Il suo ferragosto, Paolo Galbiati lo passerà nei Paesi Baschi, a Vitoria-Gasteiz dove ha appena firmato il contratto per allenare la prima volta in Eurolega. Lo farà al Baskonia, storica squadra spagnola che fatto della scoperta dei talenti la sua missione, sempre di più negli ultimi anni (ha appena acquistato il 22enne azzurro Matteo Spagnolo). Calza a pennello la firma del milanesissimo Paolo Galbiati che ha fatto del lavoro coi giovani uno dei suoi marchi di fabbrica.
La scelta coraggiosa di lasciare Trento è stata premiata, cosa cerca da questa avventura all’estero? "Non è solo estero, è il Baskonia. Nei miei sogni non era immaginabile così velocemente, invece sono qui. È bellissimo. L’estero è una sfida, culture diverse, persone che non hai mai visto che diventeranno abitudine. Tanti colleghi che hanno allenato fuori mi dicono che è un modo diverso di vivere la nostra professione, si viene giudicati solo per il lavoro".
Non un posto qualsiasi, esordio in Eurolega, il torneo più bello che c’è, ma che ti stritola, come si pone? "Partiamo da 72 partite tra campionato e Coppa, sapendo che ne vogliamo giocare molte di più.

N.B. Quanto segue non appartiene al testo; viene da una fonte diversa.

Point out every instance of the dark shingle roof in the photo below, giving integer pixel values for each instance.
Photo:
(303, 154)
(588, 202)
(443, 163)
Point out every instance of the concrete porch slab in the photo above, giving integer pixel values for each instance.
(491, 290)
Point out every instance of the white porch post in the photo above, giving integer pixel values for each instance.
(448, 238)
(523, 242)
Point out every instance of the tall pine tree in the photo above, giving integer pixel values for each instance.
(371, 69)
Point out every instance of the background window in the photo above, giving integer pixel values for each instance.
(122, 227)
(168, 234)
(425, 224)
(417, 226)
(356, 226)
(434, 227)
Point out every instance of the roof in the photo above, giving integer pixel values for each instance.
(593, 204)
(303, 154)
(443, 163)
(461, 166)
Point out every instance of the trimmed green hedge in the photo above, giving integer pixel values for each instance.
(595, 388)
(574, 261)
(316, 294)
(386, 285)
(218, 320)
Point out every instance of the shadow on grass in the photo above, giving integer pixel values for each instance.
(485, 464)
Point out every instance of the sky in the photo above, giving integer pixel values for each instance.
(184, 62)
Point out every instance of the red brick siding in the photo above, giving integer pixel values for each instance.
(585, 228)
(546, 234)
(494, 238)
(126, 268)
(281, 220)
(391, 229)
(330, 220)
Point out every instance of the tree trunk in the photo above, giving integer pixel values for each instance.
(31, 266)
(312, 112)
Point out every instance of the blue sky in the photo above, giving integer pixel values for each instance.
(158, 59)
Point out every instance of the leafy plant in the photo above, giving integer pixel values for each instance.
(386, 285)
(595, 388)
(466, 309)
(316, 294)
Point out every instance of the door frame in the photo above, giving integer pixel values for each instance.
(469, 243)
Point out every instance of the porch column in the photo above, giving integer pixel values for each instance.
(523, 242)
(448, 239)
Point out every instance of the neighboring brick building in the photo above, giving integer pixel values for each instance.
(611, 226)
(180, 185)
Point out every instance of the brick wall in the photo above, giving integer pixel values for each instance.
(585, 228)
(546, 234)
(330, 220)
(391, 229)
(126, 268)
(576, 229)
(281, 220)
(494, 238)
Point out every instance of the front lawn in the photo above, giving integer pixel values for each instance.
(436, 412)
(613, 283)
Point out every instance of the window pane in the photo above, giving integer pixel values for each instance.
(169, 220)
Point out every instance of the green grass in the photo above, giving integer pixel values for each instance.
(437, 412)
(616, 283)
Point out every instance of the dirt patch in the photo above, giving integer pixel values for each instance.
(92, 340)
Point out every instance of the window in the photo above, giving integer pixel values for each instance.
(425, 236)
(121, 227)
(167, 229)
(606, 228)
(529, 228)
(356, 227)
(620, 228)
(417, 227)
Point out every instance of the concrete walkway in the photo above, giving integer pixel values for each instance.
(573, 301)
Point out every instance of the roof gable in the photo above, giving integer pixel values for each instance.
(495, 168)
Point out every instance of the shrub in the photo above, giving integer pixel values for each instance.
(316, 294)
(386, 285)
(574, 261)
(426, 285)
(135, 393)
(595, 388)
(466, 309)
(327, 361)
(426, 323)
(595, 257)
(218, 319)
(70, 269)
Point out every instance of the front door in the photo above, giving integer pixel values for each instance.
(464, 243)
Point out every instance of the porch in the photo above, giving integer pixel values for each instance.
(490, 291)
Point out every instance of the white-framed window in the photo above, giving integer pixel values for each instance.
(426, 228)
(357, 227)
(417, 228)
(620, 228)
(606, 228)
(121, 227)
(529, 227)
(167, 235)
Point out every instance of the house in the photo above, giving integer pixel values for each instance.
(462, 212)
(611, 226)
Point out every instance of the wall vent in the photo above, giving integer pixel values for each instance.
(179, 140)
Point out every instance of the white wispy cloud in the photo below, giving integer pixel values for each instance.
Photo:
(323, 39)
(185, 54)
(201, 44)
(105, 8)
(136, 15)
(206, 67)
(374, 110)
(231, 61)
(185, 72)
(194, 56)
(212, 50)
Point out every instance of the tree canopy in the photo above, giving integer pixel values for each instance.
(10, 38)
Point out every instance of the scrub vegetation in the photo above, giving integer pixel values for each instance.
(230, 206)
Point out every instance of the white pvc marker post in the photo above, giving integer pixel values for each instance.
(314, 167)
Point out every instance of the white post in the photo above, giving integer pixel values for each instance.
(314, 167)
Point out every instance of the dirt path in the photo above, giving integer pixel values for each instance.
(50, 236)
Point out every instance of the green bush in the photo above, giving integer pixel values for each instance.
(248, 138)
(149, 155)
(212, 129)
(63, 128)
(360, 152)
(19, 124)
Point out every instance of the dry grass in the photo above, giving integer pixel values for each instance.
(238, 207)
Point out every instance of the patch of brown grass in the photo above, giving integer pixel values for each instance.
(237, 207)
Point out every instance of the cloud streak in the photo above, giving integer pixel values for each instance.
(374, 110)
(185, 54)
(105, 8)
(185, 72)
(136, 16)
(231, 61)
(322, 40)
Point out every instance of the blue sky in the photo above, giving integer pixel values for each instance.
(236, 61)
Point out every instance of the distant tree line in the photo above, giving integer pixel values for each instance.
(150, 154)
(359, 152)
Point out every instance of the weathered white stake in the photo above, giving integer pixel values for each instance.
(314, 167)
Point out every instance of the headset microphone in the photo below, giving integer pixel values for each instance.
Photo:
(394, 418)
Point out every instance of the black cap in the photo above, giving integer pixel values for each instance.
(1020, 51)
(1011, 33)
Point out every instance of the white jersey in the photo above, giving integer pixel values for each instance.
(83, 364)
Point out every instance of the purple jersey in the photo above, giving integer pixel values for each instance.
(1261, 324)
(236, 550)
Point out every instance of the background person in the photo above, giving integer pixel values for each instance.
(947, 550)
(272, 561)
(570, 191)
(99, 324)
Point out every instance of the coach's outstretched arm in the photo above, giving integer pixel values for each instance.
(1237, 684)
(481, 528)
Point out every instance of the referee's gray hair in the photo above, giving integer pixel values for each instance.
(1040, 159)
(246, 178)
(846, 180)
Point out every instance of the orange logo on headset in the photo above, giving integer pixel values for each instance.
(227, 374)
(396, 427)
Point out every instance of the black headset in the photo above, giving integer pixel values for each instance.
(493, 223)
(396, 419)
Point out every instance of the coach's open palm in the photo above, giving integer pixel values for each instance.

Ci siamo prefissati idee, metodo di lavoro, gestione dei minutaggi, poi sappiamo che tanto la stagione li stravolgerà. Vogliamo portare i ragazzi tutti nella miglior condizione anche per lo stile di gioco con rotazione veloce che voglio applicare".
L’ACB è il campionato europeo più competitivo, il Baskonia ha faticato ultimamente. Perchè l’hanno scelta? "Penso di averli convinti per lo stile di gioco, spero che abbiano riconosciuto la fame e il desiderio di voler crescere, fare bene e godere di ogni momento di questa avventura. Sviluppare giocatori è una delle cose che certamente mi piace di più. Poi, come è giusto che sia, conteranno anche i risultati".
Cosa l’ha subito colpita in questa nuova realtà? "Le strutture sono impressionanti, la Buesa Arena fantastica, la facility di allenamento è un posto speciale. Fuori dal basket, quanto sia pulita la città, di quanto rispetto abbiano per la loro terra".
Come lascia l’Italia? Cosa le piacerebbe ritrovare migliore quando tornerà? "Lascio l’Italia come tutti gli italiani, andare via è difficilissimo. Ora ti rendi conto delle tante comodità che si perdono, ma con una valigia piena di sogni e le farfalle nello stomaco. Quando tornerò vorrei che tutte le società potessero avere delle strutture come qui in Spagna e che si trovi un modo per dare spazio ai tanti giovanissimi in rampa di lancio".
Cosa direbbe al piccolo Paolo che vent’anni fa smette di giocare e inizia ad allenare? "Vai avanti a testa bassa, lavora e prova ad essere sempre la miglior versione di te stesso. Impara dagli errori, tanto ne farai. Si cambiano tante strada, il minibasket non sarà per sempre, neanche le giovanili, ma tutto sarà decisivo. Continua a sognare, non ascoltare quelli che ti diranno che non potrai fare delle cose. Sappi osare".
Se si dovessero dare due aggettivi al suo Baskonia, quali preferirebbe? "Una squadra aggressiva e che sappia interpretare il “Caracter Baskonia“, come scritto davanti alla porta che dà al campo. Il popolo basco è molto fiero, tosto, pugnace. Il mio Baskonia lo vorrei proprio così".